Si dirà che questo è un operare superato, un riemergere di vecchie pratiche di militanza: non sta ovviamente a me parlare a nome di altri, ma, per quello che ne penso io, credo proprio che si tratti ancora di quello, di un impegno complessivo che non può lasciare fuori alcun momento della vita: viviamo in tempi “leggeri”, ognuno è impegnato strenuamente ad occuparsi di sè (anche i preti, come ebbe già a dire Don Milani, ma ancora credendo di usare un’iperbole) e la vicinanza dei non adulti risulta di impaccio, al massimo è vissuta con imbarazzo per le domande senza risposta che evoca.

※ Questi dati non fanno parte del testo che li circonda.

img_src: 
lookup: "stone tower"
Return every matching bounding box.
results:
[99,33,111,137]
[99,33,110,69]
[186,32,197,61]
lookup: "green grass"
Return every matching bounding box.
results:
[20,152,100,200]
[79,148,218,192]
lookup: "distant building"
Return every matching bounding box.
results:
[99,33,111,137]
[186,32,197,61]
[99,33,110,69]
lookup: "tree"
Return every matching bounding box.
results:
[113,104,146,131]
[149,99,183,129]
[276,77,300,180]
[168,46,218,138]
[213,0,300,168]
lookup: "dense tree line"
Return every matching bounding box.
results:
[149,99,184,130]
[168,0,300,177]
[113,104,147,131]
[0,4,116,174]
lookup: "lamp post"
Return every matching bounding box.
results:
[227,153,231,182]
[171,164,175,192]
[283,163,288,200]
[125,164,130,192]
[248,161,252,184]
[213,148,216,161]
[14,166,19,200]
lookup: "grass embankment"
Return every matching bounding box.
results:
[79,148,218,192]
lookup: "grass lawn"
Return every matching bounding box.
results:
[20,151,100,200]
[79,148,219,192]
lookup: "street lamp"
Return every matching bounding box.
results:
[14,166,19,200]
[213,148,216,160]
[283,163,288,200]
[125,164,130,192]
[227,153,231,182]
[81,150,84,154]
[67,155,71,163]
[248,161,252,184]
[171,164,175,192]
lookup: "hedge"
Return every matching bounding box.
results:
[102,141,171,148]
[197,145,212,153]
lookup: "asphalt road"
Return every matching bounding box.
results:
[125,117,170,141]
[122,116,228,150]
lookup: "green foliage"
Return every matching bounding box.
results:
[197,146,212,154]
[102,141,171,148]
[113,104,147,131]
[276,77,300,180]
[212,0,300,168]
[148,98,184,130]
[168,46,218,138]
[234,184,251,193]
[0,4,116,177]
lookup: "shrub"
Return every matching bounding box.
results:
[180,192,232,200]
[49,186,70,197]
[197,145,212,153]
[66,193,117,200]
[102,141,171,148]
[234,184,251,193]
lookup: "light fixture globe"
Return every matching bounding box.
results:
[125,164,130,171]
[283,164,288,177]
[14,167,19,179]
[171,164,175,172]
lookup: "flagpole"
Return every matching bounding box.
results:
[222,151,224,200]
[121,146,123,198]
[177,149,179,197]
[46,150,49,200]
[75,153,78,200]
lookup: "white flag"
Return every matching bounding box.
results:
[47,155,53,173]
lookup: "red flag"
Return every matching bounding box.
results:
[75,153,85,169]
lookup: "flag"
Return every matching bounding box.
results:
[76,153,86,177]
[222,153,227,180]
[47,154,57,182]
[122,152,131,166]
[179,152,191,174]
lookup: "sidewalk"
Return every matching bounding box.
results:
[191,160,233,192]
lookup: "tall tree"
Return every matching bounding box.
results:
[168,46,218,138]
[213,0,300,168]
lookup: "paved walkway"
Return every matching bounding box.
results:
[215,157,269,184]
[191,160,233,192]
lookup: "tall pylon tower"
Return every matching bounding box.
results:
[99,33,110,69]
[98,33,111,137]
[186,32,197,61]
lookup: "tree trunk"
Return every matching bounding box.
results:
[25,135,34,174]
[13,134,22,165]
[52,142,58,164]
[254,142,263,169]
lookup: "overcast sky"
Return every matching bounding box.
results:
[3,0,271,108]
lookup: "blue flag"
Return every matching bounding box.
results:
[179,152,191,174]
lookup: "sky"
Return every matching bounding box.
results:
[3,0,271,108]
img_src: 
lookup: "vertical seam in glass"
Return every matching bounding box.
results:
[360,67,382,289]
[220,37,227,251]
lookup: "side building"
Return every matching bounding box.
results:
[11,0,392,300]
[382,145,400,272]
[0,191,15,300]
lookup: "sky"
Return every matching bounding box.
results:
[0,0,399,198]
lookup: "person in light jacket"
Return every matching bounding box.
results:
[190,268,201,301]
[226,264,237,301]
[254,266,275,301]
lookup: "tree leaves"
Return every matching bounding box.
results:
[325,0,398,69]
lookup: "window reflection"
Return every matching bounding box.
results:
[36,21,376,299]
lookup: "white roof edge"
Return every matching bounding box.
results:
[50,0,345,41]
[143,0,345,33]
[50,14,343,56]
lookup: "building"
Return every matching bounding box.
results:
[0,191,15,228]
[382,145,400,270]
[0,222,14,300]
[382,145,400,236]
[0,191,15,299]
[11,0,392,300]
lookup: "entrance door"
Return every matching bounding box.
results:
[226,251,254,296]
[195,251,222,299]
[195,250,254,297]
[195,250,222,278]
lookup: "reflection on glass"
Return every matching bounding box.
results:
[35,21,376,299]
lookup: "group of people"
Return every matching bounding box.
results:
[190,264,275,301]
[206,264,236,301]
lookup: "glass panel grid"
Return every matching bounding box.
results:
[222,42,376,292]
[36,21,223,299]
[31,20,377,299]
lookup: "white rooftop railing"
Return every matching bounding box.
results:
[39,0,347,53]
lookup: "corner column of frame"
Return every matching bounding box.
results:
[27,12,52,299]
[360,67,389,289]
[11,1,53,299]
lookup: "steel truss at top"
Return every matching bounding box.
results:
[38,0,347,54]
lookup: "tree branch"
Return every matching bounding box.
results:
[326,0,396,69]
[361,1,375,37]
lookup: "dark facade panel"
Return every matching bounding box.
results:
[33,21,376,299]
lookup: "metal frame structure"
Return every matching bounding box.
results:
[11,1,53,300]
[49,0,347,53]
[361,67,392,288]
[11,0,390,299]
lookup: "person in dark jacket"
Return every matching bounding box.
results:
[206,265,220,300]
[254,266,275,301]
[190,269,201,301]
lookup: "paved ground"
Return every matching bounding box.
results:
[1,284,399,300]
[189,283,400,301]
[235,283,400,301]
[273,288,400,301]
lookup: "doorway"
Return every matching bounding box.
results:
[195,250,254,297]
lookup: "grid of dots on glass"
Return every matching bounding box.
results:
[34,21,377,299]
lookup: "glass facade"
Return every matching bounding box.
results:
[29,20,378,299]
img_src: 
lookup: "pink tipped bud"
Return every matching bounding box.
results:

L’appello ricorrente che si trova in queste pagine è quello della assunzione di responsabilità da parte di chi, genitore, insegnante, scrittore o che altro, è chiamato ad un rapporto con i giovani. Questa credo sia la scelta preliminare per una intesa che possa portare alla costruzione di progetti comuni.
Le idee sviluppate in questo testo sono condivise in toto da chi redige questo sito e sono quindi accolte come una sintesi preziosa dei motivi ispiratori delle pratiche che cerchiamo di condurre e sostenere.